This matters for cost optimization. Prompt caching can reduce token costs by up to 90% for repeated prefixes. By carefully structuring which parts of the prompt change between turns and which remain stable, Anthropic minimizes API costs while maintaining full contextual awareness.

The Tool Execution Loop

The tool loop is the core mechanism by which Claude Code executes multi-step tasks. When the model determines it needs to use a tool — reading a file, executing a command, searching code — it emits a tool call, the harness executes it, and the result is fed back into the conversation for the next reasoning step.

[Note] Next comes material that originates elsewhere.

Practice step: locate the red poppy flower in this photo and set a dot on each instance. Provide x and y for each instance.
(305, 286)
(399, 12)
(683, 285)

The leaked code reveals how Anthropic handles the critical challenges of tool loops:

Permission enforcement — each tool call is validated against the user's permission configuration before execution, with different levels for file reads, writes, and command execution
Error recovery — failed tool calls are caught and fed back to the model with structured error information so it can adjust its approach rather than crashing
Timeout management — long-running operations are bounded by configurable timeouts to prevent the agent from getting stuck in infinite loops
Output truncation — large tool outputs are intelligently truncated to fit within context limits while preserving the most relevant information

For AI Agent Builders: The tool loop design is directly applicable to anyone building custom AI agents. The pattern of structured tool execution with permission gates, error recovery, and output management is a proven production pattern.

44 Feature Flags: What Anthropic Kept Hidden

Perhaps the most widely discussed aspect of the leak was the discovery of 44 compile-time feature flags pointing to unreleased functionality. These features are fully implemented in the source but stripped from external builds via Bun's compile-time dead code elimination. The code is there — 108 feature-gated modules in total — but it compiles to nothing in the version users install.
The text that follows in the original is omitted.